Egypt frees labor activist, has him report to police weekly

CAIRO (AP) — Egypt has freed a detained labor activist who criticized the government and spent about five months in detention, but he will have to report at least once a week to the police, a rights lawyer said Tuesday.

Activist Kamal Khalil walked free from a police station late on Monday, a week after a court ordered his conditional release, according to Gamal Eid, the head of the Arab Network for Human Rights Information.

Khalil will have to periodically report to a nearby police station and he still faces charges of disseminating false news and joining an outlawed group. It's unclear if the case will go to trial.

"Membership in an outlawed group" is Egyptian government parlance for having ties to a range of outlawed groups, including the Muslim Brotherhood, an Islamist organization that authorities labeled a terrorist group and banned in 2013.

Police arrested Khalil in September from his home in Cairo in the wake of corruption allegations against the Egyptian military and President Abdel Fattah el-Sissi made by an Egyptian businessman living in exile, without providing evidence.

The entrepreneur, Mohammed Ali, alleged in videos that went viral on social media, large-scale misuse of public funds in the building of luxurious hotels, presidential palaces and a tomb for el-Sissi's mother, who died in 2014.

El-Sissi has angrily dismissed the allegations as "sheer lies and defamation." He portrayed Ali's videos as an attempt to weaken Egypt and undermine the public's trust and confidence in the military and its leader.

Ali’s videos provoked scattered protests in Cairo and several provinces in September. Security forces arrested at least 3,000 people following the anti-government demonstrations, according to rights groups. Hundreds were later released. Khalil was among those detained.

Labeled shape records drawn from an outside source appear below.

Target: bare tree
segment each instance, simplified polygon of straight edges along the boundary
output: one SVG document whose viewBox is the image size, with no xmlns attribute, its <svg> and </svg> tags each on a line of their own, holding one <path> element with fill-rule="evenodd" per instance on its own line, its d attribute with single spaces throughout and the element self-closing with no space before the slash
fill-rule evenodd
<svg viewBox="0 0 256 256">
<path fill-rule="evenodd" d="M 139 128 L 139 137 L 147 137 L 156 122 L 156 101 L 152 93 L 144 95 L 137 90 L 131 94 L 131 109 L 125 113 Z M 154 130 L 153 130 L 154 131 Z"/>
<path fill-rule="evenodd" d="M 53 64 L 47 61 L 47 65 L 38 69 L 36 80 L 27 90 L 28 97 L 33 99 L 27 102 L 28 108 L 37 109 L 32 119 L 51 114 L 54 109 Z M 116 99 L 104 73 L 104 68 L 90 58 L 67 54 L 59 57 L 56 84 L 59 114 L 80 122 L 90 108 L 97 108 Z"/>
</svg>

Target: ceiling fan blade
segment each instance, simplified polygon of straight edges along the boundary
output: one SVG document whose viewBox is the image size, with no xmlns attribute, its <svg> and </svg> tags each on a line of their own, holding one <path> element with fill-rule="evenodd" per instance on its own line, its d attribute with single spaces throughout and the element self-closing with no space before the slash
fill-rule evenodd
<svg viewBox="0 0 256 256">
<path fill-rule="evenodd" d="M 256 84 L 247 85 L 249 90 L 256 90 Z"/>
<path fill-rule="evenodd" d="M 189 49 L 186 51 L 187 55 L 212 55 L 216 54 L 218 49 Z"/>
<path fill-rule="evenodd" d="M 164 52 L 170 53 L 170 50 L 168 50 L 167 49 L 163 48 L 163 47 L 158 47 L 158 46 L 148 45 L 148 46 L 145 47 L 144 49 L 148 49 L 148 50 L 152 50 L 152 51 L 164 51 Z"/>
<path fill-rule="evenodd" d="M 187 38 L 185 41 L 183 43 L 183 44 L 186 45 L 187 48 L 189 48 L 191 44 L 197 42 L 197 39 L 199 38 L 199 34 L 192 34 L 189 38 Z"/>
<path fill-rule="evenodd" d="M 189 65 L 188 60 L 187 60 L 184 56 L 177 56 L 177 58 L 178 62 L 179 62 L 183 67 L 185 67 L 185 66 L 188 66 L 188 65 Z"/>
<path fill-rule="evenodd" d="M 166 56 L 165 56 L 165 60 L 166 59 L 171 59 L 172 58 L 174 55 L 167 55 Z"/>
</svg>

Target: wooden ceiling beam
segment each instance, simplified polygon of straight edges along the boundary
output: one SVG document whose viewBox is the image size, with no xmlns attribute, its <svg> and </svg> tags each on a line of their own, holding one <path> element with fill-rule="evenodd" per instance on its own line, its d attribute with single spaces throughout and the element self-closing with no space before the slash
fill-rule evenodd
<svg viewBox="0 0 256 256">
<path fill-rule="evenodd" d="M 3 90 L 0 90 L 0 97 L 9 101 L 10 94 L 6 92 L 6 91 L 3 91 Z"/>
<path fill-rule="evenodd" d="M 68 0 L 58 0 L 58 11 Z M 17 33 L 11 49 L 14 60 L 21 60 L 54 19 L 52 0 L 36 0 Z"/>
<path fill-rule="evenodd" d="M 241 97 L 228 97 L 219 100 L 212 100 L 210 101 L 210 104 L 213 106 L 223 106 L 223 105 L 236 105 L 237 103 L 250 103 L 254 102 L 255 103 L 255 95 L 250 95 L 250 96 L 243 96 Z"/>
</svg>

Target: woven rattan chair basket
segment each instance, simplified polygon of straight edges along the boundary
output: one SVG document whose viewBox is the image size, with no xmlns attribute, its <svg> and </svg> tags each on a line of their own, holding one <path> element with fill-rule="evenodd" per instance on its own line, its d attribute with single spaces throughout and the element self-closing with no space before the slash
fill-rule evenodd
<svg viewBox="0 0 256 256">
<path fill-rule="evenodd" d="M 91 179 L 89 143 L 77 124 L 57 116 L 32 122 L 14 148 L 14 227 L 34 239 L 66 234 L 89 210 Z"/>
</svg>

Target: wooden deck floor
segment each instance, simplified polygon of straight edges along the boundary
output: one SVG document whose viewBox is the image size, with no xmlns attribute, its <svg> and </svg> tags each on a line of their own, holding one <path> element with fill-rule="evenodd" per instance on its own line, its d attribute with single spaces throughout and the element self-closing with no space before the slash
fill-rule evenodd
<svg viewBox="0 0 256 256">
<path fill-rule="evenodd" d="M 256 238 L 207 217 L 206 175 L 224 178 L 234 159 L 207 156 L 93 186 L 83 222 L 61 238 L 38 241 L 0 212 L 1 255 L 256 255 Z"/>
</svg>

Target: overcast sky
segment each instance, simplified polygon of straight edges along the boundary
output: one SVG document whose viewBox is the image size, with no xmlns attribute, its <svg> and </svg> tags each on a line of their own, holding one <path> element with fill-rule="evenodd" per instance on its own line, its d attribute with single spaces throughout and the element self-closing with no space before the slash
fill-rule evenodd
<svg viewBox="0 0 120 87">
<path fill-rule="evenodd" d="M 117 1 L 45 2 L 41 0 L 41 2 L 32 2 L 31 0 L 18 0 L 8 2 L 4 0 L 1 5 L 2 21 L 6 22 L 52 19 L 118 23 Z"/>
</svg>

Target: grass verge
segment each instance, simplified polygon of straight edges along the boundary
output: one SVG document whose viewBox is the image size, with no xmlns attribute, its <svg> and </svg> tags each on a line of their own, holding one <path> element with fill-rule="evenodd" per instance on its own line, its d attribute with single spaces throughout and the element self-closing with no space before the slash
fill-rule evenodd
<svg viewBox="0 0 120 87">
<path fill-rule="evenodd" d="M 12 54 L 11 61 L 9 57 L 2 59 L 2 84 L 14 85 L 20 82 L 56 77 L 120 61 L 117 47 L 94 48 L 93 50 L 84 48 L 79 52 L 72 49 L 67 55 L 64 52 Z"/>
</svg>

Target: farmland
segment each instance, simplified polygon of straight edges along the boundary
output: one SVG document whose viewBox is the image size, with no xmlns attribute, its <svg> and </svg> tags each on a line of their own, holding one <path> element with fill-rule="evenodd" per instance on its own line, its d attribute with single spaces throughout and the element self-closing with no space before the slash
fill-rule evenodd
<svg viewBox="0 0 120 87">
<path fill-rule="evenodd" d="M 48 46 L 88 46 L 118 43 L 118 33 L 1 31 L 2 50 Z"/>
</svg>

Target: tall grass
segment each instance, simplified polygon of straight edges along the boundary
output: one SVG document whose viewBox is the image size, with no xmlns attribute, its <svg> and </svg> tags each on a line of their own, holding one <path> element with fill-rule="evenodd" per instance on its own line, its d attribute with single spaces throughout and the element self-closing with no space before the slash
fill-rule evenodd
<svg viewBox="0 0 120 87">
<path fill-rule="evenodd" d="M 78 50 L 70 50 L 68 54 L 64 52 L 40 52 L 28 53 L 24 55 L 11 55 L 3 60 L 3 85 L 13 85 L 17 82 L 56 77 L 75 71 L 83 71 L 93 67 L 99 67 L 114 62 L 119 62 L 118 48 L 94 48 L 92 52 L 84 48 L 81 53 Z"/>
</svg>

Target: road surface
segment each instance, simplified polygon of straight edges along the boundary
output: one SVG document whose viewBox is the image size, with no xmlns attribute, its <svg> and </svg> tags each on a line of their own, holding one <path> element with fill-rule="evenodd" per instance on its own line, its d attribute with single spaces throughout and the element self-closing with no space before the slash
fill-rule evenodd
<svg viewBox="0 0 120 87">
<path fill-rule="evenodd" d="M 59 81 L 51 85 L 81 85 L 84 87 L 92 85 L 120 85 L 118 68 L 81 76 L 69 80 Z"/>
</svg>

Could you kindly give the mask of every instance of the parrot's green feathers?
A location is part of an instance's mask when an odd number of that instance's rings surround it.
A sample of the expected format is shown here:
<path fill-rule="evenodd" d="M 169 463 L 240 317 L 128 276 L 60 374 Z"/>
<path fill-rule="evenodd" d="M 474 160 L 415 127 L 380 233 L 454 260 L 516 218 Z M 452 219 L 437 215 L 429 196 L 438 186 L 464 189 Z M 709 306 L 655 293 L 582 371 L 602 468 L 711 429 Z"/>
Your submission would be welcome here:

Since leading the military's 2013 overthrow of elected but divisive Islamist president, Mohammed Morsi, after mass protests against his year-long rule, el-Sissi has overseen a crackdown on dissent. Thousands of Islamists have been jailed along with secular, pro-democracy advocates, and tight controls of the media have been imposed. Freedoms won in a popular 2011 uprising have been rolled back.